CM . . .
. Volume XIX Number 13. . . .November 30, 2012
Rainbow Crow = Nagweyaabi-aandeg.
David Bouchard. Illustrated by David Jean. Translated by David Hones. Music of Manantial.
Markham, ON: Red Deer Press/Fitzhenry & Whiteside, 2012.
32 pp., (Includes CD-ROM), hardcover, $24.95.
Ojibwa Indians-Folklore-Juvenile literature.
Grades 2-4 / Ages 7-9.
Review by Gregory Bryan.
Blue Jay spoke. "We are all going to die. This is our last year on earth. Not one will live through this winter. The cold is too harsh and the snow is too deep for us to find food."
Bear pushed his way through to the front of the gathering. He spoke softly yet all heard.
"No one has to die! Our Creator didn't place us here just to watch us die! Someone has to go to Creator to ask for help."
Red Deer Press' new picture book, Rainbow Crow, is presented in dual languages with English and Ojibwe text. In the book, David Bouchard retells the Lenape (Delaware) legend of how Crow brought fire to the Earth to save us all from the cold and darkness of winter. This required Crow to travel to the Creator to ask for help. In doing so, however, Crow was forced to fly too close to the sun. Her beautiful rainbow plumage was scorched black. In her pain-filled cries, she also lost the use of her lovely, melodic voice as her skin and throat were burned and damaged. The Lenape legend tells us that, although Crow no longer is the colourful, beautifully melodic bird of the past, her present appearance and harsh voice remind us of her heroic deed. Indeed, they should remind us all of our debt to Crow.

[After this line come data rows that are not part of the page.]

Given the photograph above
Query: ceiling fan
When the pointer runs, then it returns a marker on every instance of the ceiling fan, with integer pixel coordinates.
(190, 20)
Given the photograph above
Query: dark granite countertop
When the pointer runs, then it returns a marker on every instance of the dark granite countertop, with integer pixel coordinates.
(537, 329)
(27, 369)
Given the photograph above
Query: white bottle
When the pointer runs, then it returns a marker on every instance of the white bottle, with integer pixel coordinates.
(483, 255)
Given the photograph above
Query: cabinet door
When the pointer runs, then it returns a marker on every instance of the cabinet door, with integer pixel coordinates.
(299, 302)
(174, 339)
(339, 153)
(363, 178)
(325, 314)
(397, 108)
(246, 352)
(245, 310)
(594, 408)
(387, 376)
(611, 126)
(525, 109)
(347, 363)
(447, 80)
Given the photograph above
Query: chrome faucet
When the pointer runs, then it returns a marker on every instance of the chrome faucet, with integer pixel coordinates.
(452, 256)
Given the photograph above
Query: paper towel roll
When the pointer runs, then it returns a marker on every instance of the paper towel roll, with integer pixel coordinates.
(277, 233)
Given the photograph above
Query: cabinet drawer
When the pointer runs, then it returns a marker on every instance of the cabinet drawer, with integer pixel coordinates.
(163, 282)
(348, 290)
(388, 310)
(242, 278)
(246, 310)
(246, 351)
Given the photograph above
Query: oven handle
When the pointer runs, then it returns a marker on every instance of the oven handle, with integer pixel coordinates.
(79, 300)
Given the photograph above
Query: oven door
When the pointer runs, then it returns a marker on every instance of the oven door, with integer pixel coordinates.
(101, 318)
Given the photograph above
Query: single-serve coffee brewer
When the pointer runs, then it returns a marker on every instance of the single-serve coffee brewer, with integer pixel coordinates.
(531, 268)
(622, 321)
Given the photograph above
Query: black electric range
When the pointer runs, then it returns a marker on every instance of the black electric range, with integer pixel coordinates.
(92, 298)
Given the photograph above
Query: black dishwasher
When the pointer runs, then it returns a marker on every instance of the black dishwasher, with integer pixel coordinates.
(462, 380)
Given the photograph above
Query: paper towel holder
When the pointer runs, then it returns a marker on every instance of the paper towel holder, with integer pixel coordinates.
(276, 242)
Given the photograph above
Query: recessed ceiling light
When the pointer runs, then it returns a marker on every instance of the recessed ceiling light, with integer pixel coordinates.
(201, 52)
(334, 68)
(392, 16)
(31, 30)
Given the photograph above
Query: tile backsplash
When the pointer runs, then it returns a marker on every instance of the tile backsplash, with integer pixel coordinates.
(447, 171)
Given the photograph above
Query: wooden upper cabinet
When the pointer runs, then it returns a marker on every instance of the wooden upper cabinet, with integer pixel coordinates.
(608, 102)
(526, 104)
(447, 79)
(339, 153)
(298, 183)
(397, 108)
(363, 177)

David Jean's detailed, realistic illustrations were painted on traditional drum skins. As such, the circular shape of the artwork reflects the "circle of life" that Bouchard discusses in his foreword. The drum skins and Jean's brush strokes lend texture to the illustrations, giving them a lifelike, almost three-dimensional quality.
At times, the text and the illustrations are not in perfect harmony. For instance, when Crow visits the Creator, the illustration shows Crow holding a stick in her mouth while the Creator holds a ball of fire in his hand. The text, however, states that the Creator left and returned "bearing a branch with bright flames dancing from one end." There are one or two other instances of this lack of equilibrium between text and illustration but, despite this, Jean's illustrations certainly add further beauty to what is a beautiful story.
Included within the book is an audio CD featuring English, Ojibwe and French readings of the text. The CD also features the music of Ecuadorian group, Manantial. The CD allows one to close one's eyes and to listen to Bouchard's retelling of this traditional tale, allowing the imagination to run free.
Bouchard's evocative and touching story will appeal to a wide audience. In reading how Crow came to have black plumage and the harsh "Caw" with which we are today so familiar, we read of a brave, humble bird. The inspirational story of this heroic bird teaches readers about willingness to sacrifice individual selves for the good of all. It is an important lesson taught through an enjoyable story.
Gregory Bryan is a professor of children's literature at the University of Manitoba in Winnipeg, MB.